In discussing where to go next, it was clear that Providence wasn’t going to suit us anymore. When we got an offer from CVA, we were truly honored, but we turned it down to join Pupule O’Hana, a low-ranking, Hawaiian-themed alliance in the GBC (Greater BOB Community) coalition. While CVA was, head-to-head, a better alliance than the one we chose – they couldn’t offer us anything that was half as exciting as being part of the GBC.

Avi had always been a bit of a Sir Molle fan, and most of us wanted to get involved with the record-setting MAX Campaign fleet battles happening up north. This decision represented the first time we took a side in the so-called “forever war,” also referred to as “The Pendulum War” by some.

Shortly after joining, the GBC asked our CEO to represent them at the Eve Fanfest event in Iceland. Avi delivered a short speech at fan fest as part of his appearance on the Alliance CEO discussion panel, which is still floating around somewhere on You Tube, and he made some great contacts in Iceland.
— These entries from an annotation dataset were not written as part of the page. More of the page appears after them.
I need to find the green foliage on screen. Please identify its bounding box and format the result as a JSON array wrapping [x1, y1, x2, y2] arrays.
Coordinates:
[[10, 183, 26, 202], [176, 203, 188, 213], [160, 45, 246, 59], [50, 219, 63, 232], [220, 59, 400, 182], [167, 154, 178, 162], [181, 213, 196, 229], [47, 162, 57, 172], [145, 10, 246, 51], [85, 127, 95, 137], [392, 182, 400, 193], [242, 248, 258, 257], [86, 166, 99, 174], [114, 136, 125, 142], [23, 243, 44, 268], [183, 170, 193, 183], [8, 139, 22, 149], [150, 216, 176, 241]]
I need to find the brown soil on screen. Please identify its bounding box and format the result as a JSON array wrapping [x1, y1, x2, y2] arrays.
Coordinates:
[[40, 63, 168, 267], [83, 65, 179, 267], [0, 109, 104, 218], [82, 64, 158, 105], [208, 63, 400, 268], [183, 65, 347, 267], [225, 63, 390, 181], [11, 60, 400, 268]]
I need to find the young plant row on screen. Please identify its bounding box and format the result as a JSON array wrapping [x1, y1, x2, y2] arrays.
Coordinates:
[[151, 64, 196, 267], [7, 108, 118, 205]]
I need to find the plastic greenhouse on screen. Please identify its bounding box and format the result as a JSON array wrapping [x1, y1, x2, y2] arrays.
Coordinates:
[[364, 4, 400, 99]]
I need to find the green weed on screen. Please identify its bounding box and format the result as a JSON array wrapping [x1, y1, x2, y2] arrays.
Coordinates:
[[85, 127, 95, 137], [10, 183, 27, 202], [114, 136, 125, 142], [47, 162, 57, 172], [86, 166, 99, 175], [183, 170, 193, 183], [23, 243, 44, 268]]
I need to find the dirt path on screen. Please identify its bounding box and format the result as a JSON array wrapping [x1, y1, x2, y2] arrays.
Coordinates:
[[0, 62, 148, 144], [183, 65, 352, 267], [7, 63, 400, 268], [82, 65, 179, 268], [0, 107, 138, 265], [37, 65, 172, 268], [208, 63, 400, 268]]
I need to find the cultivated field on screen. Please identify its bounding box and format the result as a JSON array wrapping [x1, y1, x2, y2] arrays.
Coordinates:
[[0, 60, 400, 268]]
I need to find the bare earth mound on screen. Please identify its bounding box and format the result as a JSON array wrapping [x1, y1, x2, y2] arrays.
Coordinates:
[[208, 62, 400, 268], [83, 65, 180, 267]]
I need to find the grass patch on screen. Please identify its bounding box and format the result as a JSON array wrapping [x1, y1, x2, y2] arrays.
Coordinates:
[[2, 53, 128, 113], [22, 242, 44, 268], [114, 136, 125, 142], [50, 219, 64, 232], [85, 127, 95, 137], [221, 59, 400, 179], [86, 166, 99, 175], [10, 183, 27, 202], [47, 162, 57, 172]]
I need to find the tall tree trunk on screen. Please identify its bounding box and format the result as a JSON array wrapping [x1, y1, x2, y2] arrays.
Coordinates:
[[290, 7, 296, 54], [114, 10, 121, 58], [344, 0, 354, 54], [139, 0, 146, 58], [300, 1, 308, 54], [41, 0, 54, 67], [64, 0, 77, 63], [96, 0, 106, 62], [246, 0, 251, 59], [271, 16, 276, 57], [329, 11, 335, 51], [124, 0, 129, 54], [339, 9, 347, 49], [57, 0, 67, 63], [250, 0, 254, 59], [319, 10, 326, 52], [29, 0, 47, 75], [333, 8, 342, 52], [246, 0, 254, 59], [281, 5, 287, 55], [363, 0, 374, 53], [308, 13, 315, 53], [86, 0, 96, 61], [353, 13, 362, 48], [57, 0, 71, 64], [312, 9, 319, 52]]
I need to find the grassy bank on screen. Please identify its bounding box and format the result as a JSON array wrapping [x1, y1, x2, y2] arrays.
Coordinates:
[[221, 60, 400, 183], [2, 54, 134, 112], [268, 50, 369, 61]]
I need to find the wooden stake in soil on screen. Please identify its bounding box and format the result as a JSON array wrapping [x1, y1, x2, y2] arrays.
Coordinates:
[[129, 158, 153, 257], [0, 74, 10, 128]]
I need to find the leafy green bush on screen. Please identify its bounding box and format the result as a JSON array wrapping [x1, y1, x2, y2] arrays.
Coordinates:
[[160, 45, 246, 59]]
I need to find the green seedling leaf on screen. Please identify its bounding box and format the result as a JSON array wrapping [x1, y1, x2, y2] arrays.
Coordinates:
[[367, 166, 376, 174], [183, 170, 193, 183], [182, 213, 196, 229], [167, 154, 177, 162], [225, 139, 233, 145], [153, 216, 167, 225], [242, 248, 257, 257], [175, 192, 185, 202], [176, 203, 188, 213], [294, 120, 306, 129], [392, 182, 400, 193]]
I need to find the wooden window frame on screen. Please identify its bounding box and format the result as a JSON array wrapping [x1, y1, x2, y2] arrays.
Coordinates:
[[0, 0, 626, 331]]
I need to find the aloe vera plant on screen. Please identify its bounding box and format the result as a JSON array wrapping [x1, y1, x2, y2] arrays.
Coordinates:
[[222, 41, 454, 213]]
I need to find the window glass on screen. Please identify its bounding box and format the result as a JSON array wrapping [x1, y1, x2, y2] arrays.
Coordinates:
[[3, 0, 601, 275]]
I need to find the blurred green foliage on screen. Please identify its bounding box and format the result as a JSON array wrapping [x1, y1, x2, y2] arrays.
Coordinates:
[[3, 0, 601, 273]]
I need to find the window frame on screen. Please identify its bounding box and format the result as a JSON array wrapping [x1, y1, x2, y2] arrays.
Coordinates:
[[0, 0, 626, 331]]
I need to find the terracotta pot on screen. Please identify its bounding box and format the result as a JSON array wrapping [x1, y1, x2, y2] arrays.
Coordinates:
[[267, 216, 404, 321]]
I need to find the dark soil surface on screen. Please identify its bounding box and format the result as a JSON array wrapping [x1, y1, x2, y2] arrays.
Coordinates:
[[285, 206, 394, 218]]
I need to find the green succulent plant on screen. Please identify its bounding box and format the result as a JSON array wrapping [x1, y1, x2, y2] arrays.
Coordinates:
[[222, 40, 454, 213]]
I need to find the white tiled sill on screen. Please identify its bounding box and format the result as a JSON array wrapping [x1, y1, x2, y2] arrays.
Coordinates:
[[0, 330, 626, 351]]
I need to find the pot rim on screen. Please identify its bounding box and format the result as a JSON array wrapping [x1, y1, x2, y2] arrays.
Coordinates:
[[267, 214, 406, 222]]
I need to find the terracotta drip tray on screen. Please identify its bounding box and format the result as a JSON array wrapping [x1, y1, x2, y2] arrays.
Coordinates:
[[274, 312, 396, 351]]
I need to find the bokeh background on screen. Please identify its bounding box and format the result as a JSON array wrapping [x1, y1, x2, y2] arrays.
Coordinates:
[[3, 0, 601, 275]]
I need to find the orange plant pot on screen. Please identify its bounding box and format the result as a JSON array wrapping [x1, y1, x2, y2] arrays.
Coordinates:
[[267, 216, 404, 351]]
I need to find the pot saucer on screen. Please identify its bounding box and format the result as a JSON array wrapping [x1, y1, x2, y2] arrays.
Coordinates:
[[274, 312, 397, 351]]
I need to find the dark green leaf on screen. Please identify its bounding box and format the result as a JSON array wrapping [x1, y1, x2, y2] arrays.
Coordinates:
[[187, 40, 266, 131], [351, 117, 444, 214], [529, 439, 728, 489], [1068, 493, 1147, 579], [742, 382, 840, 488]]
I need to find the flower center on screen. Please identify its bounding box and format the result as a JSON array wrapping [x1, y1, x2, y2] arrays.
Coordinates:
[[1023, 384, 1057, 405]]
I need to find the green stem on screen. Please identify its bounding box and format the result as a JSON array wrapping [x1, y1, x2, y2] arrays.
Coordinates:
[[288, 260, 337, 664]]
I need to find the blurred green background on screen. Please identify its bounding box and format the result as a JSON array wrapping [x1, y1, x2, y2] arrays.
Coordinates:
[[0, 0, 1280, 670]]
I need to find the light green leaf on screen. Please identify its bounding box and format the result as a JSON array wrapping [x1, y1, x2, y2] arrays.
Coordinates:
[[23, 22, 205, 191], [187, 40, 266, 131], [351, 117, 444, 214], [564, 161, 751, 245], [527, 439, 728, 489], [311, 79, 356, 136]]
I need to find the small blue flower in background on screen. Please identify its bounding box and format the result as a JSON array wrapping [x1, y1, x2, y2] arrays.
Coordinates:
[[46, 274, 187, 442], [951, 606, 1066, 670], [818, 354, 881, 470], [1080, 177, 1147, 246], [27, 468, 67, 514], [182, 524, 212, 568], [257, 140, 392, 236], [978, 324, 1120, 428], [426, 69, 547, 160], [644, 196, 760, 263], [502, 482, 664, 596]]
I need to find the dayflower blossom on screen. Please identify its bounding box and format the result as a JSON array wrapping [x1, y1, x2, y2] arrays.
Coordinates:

The MAX Campaign involved fighting on a very different scale than what we had seen down South. I was left with a wide range of impressions about the parties involved, and some great experiences. While I always refer to myself as a small-gang type of guy, I can’t resist a good node-crashing campaign every now and then.

However, as fun as it was being in the GBC, Pupule O’Hana itself was kind of a useless entity. We had gotten our foot in the door with the GBC, but it was time for us to move up the rankings.

The GBC was very hierarchical, and everyone generally knew where they stood. Pupule O’Hana was near the bottom, as an alliance, but the top brass of the GBC recognized that MVN, as a corp, deserved to be a part of one of the more capable alliances.

By this time, The MAX Campaign, had ended and the Pendulum War had shifted to the South. It was at this time that the GBC overlords saw fit to promote us.

-MVN- was moved to the Southern Cross Alliance, moving up in the coalition by leaps and bounds. SCA was considered one of the stronger members of the GBC, and was certainly an improvement over our Hawaiian adventure.

In the GBC, being strong meant you were trusted to carry out smaller-scale campaigns on your own, in support of the overall coalition strategy. SCA was one of those go-to entities that BoB could rely on to open a new front, spreading the enemy thin and conquering moons in lesser-defended regions.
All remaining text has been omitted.